After reading your comments, that sounds more reasonable. I just wasn't sure if you were intending on encoding megabytes of data like this.
I'd recommend, along the lines of Oliver's suggestion, that you increase your data density by borrowing a page from Bacon's cipher, which prison gangs often use to encode hidden messages in missives written in 2 different script styles--usually either upper vs. lowercase characters or print vs. cursive characters, e.g.
Hey mOM, WHAT's FOR diNNeR TODAY? = ABBBA AAAAA BAAAB BAABA AAAAA
= P A S T A
However, since your goal isn't stegnography, you would simply use this to expand your glyph set. Doing this, you could have up to 114 glyphs just using print & cursive alphanumeric characters, or 12996 code points using dual-character encoding.
However, since all glyph counts greater than 15 and less than 256 are essentially the same for a straight cipher of binary data (meaning, you'll still need 2 characters to represent each byte, giving you a data density of 4 bits per character in all cases), you can use the extra 98 glyphs / 12740 code points for error detection/correction.
Ways to do this include:
- Choose a set of the 256 most easy to read/write character combos. If any other character combo occurs, you know it's a copying error.
- Use two versions of the end character as a parity bit.
Create 50 different 16-character glyph sets. You can then use them to cipher encode error correction data.
E.g. {set 1}{set 1} means the next 3 nibbles equal 0x000, {set 1}{set 2} equals 0x001, etc.
You can use this to represent 2500+ of the 4096 possible 1.5 byte values. Similarly, you could use just 16 sets to represent all values of the following byte, giving you 100% redundancy without increasing your encoded data length.
Alternatively, you could use the extra glyphs for additional compression:
- Implement variable-width encoding by choosing 98 single-character code points. This would reduce the average encoded content size by about 20%.
- Implement something similar to run-length encoding by using different glyph sets or glyph set combinations to represent repeating nibbles/bytes. E.g.
Ab = aba; aB = abab; AB = ababab...
- Use the extra glyphs or code points to represent "words" and "phrases" that are repeated in your data. Though pre-compressed data will likely have a high level of entropy, so I don't know how effective this would be.
To further reduce copying errors, I would display the encoded content in gridlines and copy onto graphing paper. If you can use custom stationary that has alternating column/row colors or a chessboard-style checkered grid with lettered columns & numbered rows for quick look-ups, that would further increase copying accuracy.
You can also combine an alternating grid layout with alternating character styles as an easy form of error detection.
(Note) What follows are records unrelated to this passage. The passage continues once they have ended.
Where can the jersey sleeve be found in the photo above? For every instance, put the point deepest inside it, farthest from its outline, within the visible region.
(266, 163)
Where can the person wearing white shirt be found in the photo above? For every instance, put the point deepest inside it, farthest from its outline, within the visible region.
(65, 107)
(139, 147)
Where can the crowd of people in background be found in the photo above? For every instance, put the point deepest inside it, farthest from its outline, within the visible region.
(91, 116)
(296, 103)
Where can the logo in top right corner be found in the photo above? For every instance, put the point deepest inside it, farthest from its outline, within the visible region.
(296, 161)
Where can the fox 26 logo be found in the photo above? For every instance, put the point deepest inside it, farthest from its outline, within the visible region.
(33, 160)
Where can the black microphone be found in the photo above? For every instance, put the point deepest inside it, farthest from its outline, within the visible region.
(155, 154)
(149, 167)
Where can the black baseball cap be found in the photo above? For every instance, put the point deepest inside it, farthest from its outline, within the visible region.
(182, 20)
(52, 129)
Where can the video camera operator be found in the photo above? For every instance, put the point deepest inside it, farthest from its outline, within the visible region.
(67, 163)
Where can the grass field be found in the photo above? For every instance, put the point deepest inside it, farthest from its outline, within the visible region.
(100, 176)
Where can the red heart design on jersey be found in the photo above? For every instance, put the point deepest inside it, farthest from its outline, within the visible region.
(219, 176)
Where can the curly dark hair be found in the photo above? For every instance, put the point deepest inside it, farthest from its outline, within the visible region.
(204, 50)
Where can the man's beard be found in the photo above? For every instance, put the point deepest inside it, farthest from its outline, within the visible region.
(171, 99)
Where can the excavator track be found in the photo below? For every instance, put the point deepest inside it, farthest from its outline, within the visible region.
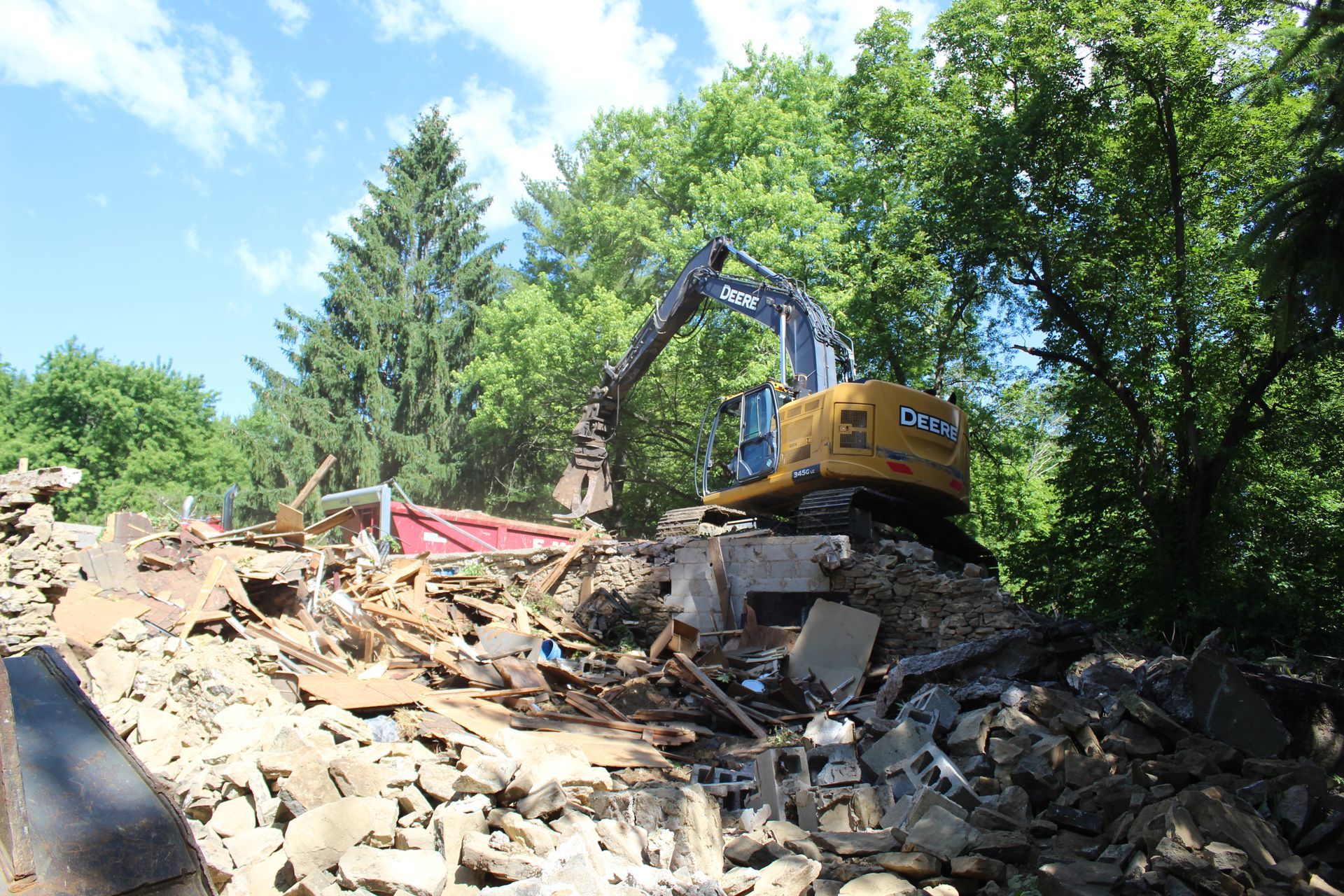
(687, 520)
(854, 512)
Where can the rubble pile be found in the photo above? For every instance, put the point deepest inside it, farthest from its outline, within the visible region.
(1060, 778)
(34, 558)
(335, 719)
(302, 801)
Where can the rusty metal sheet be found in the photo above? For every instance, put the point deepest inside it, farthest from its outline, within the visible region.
(93, 821)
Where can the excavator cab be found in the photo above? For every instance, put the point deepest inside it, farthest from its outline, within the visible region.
(743, 440)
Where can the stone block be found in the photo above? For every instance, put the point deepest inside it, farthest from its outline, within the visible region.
(419, 872)
(687, 813)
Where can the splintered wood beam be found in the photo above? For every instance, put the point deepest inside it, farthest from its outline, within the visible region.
(729, 703)
(314, 480)
(554, 578)
(217, 570)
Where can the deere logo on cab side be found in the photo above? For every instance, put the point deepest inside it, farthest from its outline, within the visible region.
(910, 416)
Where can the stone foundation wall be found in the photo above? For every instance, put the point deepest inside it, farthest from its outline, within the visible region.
(923, 606)
(36, 561)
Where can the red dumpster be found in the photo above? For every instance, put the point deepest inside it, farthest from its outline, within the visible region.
(441, 531)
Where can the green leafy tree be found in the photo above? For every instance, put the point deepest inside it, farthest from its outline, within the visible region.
(146, 435)
(377, 368)
(750, 158)
(1112, 164)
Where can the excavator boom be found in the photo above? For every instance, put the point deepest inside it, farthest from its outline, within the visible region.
(808, 335)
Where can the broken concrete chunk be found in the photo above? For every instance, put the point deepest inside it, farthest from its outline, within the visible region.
(419, 872)
(500, 856)
(838, 764)
(318, 839)
(356, 777)
(539, 760)
(438, 780)
(940, 833)
(486, 776)
(546, 799)
(977, 868)
(914, 865)
(971, 732)
(933, 703)
(1154, 716)
(788, 876)
(1077, 879)
(340, 723)
(1227, 708)
(1219, 820)
(687, 814)
(624, 840)
(309, 786)
(233, 817)
(858, 843)
(878, 884)
(738, 880)
(531, 833)
(897, 746)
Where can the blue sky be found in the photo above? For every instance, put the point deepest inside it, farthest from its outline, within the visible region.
(169, 171)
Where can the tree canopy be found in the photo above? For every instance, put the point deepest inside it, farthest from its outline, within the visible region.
(1113, 230)
(375, 368)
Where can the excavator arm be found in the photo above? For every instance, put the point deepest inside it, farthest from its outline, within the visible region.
(806, 332)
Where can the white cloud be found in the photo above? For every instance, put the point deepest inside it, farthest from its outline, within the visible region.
(787, 26)
(267, 273)
(192, 83)
(280, 267)
(293, 15)
(398, 128)
(312, 90)
(499, 146)
(584, 57)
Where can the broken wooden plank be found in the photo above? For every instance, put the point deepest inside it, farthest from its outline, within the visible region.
(729, 703)
(217, 570)
(83, 615)
(289, 524)
(680, 636)
(479, 716)
(330, 523)
(353, 694)
(521, 673)
(314, 480)
(558, 573)
(299, 652)
(721, 583)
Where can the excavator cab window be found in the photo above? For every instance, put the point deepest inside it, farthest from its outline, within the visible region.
(758, 450)
(723, 447)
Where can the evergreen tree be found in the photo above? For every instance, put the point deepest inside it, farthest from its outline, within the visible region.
(377, 367)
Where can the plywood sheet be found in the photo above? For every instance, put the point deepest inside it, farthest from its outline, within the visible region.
(835, 644)
(479, 716)
(88, 618)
I.e. if odd columns are always capitalized, if the transcriber finds themselves writing lowercase letters in odd columns, then they know they've made an error and can start tracking back to see where it happened.
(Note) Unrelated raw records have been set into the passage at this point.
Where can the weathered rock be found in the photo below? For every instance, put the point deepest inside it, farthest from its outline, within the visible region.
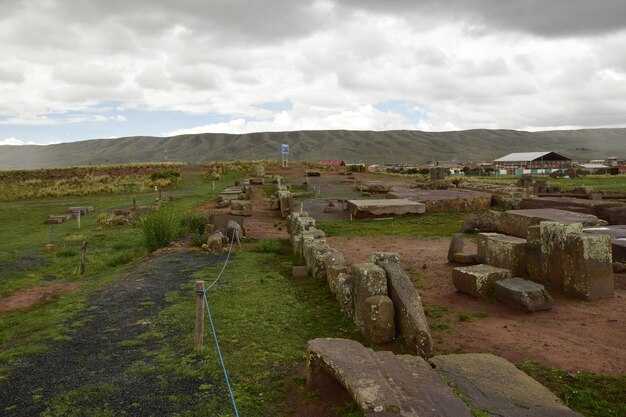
(300, 271)
(334, 264)
(241, 207)
(482, 222)
(344, 286)
(516, 222)
(496, 386)
(369, 280)
(588, 266)
(456, 246)
(377, 314)
(508, 252)
(411, 321)
(481, 245)
(478, 280)
(523, 294)
(388, 207)
(381, 383)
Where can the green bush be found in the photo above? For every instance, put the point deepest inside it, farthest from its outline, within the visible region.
(159, 228)
(193, 222)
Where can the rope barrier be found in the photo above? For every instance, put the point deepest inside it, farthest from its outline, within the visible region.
(206, 303)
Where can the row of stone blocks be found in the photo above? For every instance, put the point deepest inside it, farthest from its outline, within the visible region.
(379, 296)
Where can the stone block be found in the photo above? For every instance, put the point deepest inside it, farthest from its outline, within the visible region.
(523, 294)
(377, 315)
(369, 280)
(478, 280)
(496, 386)
(508, 252)
(465, 258)
(588, 266)
(553, 253)
(241, 207)
(300, 271)
(481, 244)
(344, 285)
(335, 264)
(456, 246)
(411, 321)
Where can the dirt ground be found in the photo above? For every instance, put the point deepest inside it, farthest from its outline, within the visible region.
(30, 296)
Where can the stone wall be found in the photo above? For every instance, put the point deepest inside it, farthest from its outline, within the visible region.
(379, 296)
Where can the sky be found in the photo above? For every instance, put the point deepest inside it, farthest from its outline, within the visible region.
(88, 69)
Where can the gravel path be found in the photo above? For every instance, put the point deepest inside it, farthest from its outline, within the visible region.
(94, 360)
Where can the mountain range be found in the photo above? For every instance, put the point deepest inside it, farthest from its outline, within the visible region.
(398, 146)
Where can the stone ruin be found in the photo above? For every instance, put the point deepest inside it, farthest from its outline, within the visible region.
(379, 296)
(515, 269)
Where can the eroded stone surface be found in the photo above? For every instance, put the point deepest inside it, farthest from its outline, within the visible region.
(382, 383)
(523, 294)
(496, 386)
Though if your main priority is accuracy, I would use a binary encoding +
Hamming code. Using a (12, 8) shortened Hamming code on standard graphing paper, you might only fit 187 bytes, encoding only 124 bytes of data. But it could be transcribed very quickly (a slash for 1, nothing for 0) and provide single error correction. Tacking on an extra parity bit (13, 8) would provide SECDED (single error correction, double error detection). Using a standard hamming code like (15, 11) or (31, 26), you get even better efficiency with 137 and 156 bytes of data per sheet, respectively. Even higher code rates can be achieved, depending on how accurate you think your transcriber can be.
A binary encoding would also be easier to read (aloud) and OCR/OMR.